Sono trascorsi tre anni dall’insediamento dell’amministrazione comunale Anna Alba e i traguardi raggiunti sono quasi inesistenti.

Favara non migliora la sua condizione e ciò comporta una serie di negative conseguenze dalla fuga dei giovani dalla città all’impoverimento delle attività commerciali e artigianali per passare dall’aggravarsi del disagio delle fasce sociali economicamente più deboli.

In un ragionamento che non vuole essere contro la sindaca Anna Alba, sicuramente interessata al miglioramento della qualità di vita della città, è chiaro alla stragrande maggioranza dei favaresi il fallimento delle promesse elettorali e questo, tutto sommato, è un aspetto al quale si è abbondantemente abituati a tutti i livelli, comunale, regionale e nazionale, maggiormente preoccupante è, invece, il continuare a trascinarsi alla meno peggio per i prossimi due anni. Per essere ancora più chiari, è preoccupante una eventuale scelta di proseguire con lo stesso metodo pur di arrivare a completare il mandato elettorale, perché oltre al danno finanziario dell’Ente e dei cittadini, aumenterà la distanza tra la politica e la gente.

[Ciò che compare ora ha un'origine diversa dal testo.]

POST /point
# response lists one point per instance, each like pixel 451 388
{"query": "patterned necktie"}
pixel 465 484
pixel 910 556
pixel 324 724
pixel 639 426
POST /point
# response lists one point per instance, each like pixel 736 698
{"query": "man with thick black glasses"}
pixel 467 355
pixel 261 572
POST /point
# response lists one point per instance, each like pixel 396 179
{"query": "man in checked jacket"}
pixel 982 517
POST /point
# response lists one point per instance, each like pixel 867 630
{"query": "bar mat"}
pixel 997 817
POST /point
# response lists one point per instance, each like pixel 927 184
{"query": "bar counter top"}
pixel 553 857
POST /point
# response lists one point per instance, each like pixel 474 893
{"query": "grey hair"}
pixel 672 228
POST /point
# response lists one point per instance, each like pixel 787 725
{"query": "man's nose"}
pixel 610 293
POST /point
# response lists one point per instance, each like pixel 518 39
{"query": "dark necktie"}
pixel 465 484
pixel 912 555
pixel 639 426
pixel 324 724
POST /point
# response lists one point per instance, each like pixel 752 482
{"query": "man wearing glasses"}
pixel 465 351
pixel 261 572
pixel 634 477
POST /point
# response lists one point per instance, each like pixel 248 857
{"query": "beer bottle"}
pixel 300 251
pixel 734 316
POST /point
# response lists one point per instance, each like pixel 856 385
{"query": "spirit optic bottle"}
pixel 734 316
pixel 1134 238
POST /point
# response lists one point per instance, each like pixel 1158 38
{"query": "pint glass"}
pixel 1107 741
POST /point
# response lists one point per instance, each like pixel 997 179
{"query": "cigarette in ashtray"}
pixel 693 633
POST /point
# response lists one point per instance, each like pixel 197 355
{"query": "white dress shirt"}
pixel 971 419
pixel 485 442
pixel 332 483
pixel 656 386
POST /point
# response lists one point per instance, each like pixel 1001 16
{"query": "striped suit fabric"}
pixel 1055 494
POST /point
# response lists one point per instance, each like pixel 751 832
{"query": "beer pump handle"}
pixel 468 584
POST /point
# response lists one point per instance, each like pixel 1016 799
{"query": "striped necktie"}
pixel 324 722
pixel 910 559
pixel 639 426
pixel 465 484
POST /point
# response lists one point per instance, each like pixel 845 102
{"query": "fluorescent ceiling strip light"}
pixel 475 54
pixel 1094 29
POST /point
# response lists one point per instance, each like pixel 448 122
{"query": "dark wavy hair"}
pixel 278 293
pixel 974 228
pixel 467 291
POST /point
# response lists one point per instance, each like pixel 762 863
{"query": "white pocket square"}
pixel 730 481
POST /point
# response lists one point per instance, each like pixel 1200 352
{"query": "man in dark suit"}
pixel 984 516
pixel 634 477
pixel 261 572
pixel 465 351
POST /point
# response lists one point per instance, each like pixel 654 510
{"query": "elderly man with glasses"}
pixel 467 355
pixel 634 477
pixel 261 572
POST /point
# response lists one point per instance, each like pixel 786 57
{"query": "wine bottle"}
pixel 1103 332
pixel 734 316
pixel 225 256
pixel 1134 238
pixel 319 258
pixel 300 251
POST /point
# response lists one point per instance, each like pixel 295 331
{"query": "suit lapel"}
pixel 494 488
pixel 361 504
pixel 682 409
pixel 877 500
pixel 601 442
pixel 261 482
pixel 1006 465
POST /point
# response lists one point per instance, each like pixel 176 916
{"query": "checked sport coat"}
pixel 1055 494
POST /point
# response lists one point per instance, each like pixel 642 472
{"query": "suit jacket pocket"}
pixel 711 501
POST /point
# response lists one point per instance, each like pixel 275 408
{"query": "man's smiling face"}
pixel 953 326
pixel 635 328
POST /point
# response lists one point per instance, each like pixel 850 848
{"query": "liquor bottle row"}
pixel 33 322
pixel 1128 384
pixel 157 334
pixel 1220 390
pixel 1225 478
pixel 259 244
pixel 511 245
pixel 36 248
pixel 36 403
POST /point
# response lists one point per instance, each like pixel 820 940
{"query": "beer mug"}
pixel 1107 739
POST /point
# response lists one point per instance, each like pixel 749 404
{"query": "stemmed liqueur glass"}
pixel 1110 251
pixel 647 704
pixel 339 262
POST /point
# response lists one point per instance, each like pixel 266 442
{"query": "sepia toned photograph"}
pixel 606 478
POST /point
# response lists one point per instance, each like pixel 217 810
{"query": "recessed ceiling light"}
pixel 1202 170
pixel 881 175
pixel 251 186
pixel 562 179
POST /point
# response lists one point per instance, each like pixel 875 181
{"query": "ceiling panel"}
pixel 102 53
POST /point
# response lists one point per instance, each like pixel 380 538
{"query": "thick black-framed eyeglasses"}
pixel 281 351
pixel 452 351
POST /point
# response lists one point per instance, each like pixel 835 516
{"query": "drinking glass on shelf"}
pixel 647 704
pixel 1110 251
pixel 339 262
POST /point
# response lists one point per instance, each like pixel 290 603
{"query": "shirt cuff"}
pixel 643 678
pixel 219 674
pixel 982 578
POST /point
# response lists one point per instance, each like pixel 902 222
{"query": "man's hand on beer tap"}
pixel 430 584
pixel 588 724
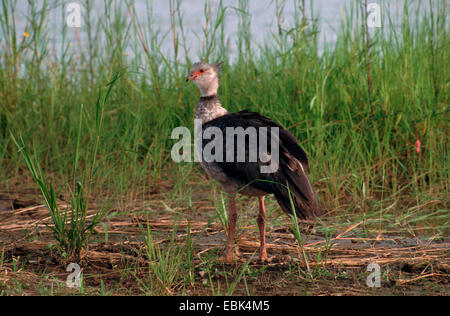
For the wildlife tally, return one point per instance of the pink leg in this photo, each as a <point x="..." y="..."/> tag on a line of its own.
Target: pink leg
<point x="232" y="217"/>
<point x="262" y="229"/>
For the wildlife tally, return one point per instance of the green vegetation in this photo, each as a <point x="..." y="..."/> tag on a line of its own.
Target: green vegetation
<point x="371" y="111"/>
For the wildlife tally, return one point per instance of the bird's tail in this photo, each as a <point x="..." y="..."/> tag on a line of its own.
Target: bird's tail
<point x="299" y="194"/>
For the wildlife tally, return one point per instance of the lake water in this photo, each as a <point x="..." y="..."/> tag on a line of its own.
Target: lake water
<point x="262" y="12"/>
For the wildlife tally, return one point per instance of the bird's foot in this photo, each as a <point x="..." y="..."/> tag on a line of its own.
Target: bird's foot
<point x="226" y="259"/>
<point x="264" y="258"/>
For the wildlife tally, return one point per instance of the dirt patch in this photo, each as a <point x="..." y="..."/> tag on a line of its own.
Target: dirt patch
<point x="116" y="260"/>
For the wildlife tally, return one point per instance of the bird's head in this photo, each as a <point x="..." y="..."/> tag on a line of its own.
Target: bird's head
<point x="206" y="77"/>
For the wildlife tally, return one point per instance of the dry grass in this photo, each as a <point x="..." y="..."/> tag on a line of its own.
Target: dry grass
<point x="116" y="255"/>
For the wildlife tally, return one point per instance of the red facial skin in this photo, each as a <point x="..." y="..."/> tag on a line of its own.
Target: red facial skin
<point x="195" y="75"/>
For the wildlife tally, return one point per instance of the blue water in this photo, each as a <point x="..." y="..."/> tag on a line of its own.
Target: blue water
<point x="262" y="13"/>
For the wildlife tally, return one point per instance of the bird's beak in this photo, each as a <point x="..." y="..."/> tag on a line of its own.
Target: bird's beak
<point x="190" y="77"/>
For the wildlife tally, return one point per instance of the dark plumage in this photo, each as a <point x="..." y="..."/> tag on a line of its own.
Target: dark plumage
<point x="293" y="163"/>
<point x="288" y="181"/>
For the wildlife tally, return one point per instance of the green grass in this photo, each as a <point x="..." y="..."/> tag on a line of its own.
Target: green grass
<point x="357" y="106"/>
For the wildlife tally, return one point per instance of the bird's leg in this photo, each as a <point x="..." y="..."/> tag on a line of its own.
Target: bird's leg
<point x="262" y="229"/>
<point x="232" y="217"/>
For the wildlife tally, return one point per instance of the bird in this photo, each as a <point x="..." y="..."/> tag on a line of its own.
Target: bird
<point x="287" y="180"/>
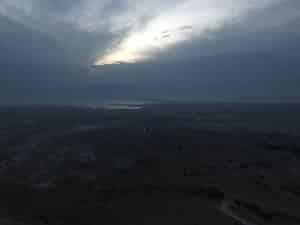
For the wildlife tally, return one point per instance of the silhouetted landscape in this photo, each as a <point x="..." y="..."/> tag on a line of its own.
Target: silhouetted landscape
<point x="129" y="112"/>
<point x="164" y="163"/>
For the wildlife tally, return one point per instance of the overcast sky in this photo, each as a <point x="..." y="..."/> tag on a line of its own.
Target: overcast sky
<point x="206" y="50"/>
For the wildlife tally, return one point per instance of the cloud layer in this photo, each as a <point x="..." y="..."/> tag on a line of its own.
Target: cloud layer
<point x="199" y="49"/>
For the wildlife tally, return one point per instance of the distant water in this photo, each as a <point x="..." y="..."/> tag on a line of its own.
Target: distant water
<point x="121" y="104"/>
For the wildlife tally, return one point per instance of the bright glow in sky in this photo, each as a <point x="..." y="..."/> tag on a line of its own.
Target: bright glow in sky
<point x="188" y="20"/>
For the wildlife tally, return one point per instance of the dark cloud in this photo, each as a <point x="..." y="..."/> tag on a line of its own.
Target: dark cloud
<point x="47" y="47"/>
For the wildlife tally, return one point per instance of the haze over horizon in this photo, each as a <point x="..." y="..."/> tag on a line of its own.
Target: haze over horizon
<point x="77" y="52"/>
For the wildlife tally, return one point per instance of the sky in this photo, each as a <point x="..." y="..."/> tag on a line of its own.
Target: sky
<point x="86" y="51"/>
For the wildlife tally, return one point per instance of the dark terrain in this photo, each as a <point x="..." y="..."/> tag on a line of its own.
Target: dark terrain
<point x="160" y="164"/>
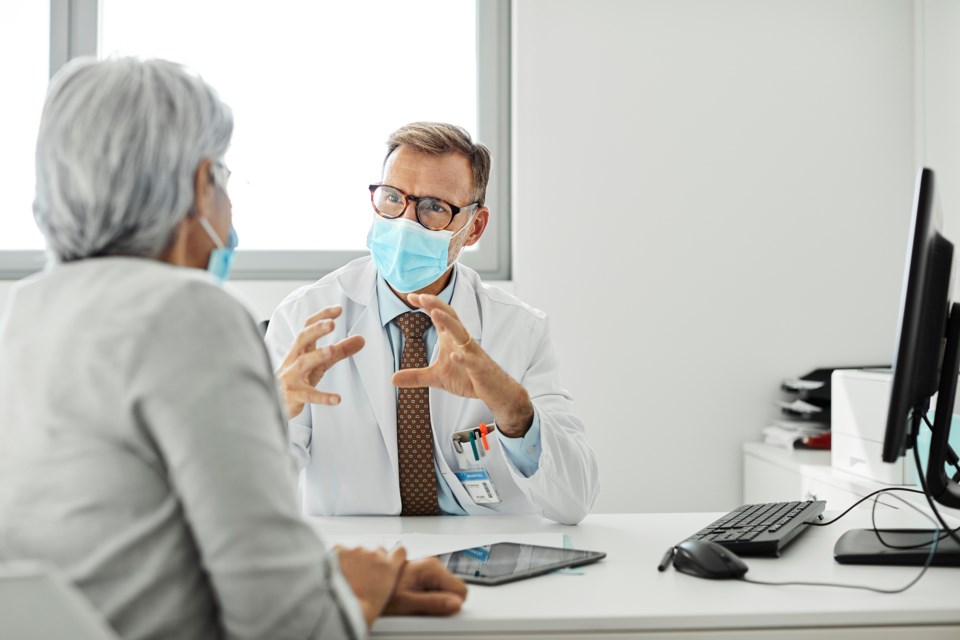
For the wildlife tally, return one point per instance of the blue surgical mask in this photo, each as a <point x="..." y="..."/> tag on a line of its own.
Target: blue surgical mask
<point x="408" y="255"/>
<point x="221" y="258"/>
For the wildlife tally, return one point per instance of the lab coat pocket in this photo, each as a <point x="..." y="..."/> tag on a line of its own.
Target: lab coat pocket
<point x="494" y="462"/>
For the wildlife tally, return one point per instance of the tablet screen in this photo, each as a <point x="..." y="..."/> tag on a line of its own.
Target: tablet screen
<point x="508" y="561"/>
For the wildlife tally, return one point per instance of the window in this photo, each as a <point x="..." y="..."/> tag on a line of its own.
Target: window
<point x="25" y="56"/>
<point x="315" y="89"/>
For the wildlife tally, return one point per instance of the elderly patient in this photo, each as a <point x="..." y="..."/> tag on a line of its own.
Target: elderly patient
<point x="143" y="446"/>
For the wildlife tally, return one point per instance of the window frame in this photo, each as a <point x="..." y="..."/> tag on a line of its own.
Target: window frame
<point x="75" y="31"/>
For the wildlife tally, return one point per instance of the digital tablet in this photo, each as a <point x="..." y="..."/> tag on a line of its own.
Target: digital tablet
<point x="508" y="561"/>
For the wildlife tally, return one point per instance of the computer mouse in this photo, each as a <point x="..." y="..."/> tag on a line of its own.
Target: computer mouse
<point x="706" y="559"/>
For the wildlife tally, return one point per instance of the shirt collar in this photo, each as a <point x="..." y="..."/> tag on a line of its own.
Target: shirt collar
<point x="392" y="306"/>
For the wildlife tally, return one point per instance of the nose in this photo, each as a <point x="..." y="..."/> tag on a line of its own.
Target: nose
<point x="410" y="211"/>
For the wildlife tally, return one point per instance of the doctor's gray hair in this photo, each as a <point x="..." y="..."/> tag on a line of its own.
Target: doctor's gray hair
<point x="440" y="138"/>
<point x="117" y="154"/>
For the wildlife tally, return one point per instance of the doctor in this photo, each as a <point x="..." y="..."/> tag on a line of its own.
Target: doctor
<point x="396" y="429"/>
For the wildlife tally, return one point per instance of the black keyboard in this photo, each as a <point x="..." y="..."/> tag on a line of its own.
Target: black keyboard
<point x="762" y="529"/>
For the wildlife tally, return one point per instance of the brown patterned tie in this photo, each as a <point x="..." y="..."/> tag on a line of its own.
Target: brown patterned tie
<point x="418" y="480"/>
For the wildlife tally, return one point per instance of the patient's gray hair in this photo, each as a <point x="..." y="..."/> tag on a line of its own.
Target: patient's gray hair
<point x="117" y="153"/>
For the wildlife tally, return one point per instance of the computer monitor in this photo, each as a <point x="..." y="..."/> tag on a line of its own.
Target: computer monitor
<point x="926" y="362"/>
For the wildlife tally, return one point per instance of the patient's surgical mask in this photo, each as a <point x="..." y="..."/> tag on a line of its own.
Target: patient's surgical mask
<point x="410" y="256"/>
<point x="221" y="258"/>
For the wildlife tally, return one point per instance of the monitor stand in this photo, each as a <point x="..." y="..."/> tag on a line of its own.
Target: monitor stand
<point x="862" y="546"/>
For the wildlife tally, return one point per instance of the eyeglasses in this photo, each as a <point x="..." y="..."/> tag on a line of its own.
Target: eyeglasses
<point x="433" y="213"/>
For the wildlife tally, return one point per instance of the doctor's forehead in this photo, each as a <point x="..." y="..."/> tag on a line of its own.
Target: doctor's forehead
<point x="448" y="176"/>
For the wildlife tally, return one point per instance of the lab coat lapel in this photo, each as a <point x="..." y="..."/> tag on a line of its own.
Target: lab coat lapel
<point x="375" y="361"/>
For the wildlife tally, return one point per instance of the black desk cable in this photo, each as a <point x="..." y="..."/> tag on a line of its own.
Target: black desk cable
<point x="938" y="534"/>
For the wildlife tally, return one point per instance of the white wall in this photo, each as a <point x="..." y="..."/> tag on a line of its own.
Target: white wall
<point x="709" y="196"/>
<point x="940" y="98"/>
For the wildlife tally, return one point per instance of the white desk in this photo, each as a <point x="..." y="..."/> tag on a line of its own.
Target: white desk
<point x="624" y="596"/>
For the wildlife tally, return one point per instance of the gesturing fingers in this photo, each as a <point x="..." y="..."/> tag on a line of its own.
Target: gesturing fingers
<point x="314" y="364"/>
<point x="450" y="327"/>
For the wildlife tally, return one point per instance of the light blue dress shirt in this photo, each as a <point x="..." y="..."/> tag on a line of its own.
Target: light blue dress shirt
<point x="523" y="452"/>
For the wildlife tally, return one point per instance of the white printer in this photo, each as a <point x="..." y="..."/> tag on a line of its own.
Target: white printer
<point x="859" y="400"/>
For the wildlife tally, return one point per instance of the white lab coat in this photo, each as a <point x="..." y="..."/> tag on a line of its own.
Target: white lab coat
<point x="349" y="451"/>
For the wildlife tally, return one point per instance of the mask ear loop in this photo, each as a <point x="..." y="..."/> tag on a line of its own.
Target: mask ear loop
<point x="464" y="227"/>
<point x="210" y="232"/>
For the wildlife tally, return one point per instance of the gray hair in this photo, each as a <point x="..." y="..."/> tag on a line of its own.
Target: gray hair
<point x="440" y="138"/>
<point x="117" y="153"/>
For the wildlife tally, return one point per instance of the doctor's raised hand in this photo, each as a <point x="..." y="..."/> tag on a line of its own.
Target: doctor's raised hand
<point x="464" y="369"/>
<point x="305" y="364"/>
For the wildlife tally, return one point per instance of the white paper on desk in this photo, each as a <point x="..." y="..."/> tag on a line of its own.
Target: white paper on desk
<point x="365" y="540"/>
<point x="422" y="545"/>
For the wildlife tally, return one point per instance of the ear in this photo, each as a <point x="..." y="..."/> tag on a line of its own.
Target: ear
<point x="203" y="190"/>
<point x="479" y="223"/>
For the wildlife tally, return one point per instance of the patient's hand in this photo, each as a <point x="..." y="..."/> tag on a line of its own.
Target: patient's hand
<point x="372" y="576"/>
<point x="306" y="363"/>
<point x="426" y="587"/>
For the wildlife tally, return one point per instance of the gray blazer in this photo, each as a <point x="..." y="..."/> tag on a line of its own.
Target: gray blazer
<point x="143" y="452"/>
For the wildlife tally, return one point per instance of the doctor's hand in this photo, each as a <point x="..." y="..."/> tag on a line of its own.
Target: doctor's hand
<point x="306" y="363"/>
<point x="464" y="369"/>
<point x="426" y="587"/>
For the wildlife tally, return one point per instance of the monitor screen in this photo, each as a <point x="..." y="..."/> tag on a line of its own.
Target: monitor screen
<point x="928" y="335"/>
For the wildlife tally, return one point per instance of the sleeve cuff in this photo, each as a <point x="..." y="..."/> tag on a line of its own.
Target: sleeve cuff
<point x="524" y="452"/>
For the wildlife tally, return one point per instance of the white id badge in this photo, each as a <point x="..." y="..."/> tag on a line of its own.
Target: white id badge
<point x="471" y="447"/>
<point x="478" y="484"/>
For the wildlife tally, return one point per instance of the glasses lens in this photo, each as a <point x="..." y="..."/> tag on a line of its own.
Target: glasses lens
<point x="389" y="201"/>
<point x="434" y="214"/>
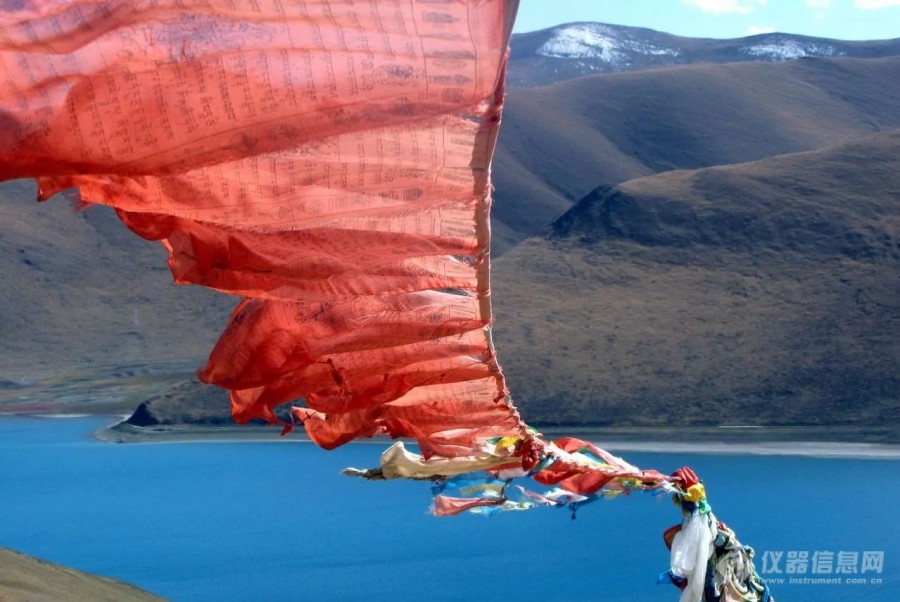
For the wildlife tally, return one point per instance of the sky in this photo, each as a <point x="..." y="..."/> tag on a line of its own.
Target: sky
<point x="840" y="19"/>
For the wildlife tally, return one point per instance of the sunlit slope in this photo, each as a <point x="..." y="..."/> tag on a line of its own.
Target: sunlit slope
<point x="759" y="293"/>
<point x="27" y="579"/>
<point x="81" y="291"/>
<point x="560" y="142"/>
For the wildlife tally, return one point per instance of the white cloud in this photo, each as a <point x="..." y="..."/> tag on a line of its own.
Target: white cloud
<point x="721" y="7"/>
<point x="875" y="4"/>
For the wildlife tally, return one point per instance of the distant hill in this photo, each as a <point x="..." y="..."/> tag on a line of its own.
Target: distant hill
<point x="573" y="50"/>
<point x="560" y="142"/>
<point x="765" y="293"/>
<point x="88" y="311"/>
<point x="27" y="579"/>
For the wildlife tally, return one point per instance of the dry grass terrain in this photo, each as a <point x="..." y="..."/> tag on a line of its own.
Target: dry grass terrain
<point x="27" y="579"/>
<point x="560" y="142"/>
<point x="761" y="293"/>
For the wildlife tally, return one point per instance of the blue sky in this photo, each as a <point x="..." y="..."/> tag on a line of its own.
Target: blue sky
<point x="841" y="19"/>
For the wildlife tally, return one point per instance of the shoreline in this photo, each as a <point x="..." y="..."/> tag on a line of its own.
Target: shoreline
<point x="635" y="440"/>
<point x="756" y="440"/>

Quando diciamo che l’attuale è peggiore del precedente, la causa di ciò è la disaffezione dei cittadini causata proprio dal “precedente”, ripeto, a livello locale fino al nazionale. Del resto, la migliore campagna elettorale al M5s, più di Grillo l’hanno fatta i partiti politici che in passato hanno governato la cosa pubblica.

Restiamo a Favara, ché il discorso si potrebbe fare troppo lungo.

Sono trascorsi tre anni, si è iniziato con la dichiarazione del dissesto finanziario del Comune. Si chiudeva con il passato, affidato ai commissari, mentre l’amministrazione comunale doveva cominciare a risanare le casse comunali, principalmente, con una seria lotta all’evasione fiscale e diminuendo le spese dell’Ente attraverso un migliore utilizzo dei dipendenti comunali. Manco a dirlo, si è fatto poco e nel modo più sbagliato e da ciò deriva lo sfacelo attuale, servizi che funzionano male, l’abusivismo in tutti i settori e l’elenco è noto a tutti. Tra l’altro alcuni aspetti sono così gravi e mortificanti che è meglio non citarli, anche perché su queste pagine sono stati sempre denunciati, inutile ripeterli.

I due anni che restano li passeremo come i tre trascorsi? La decisione spetta ad Anna Alba. Noi speriamo di no.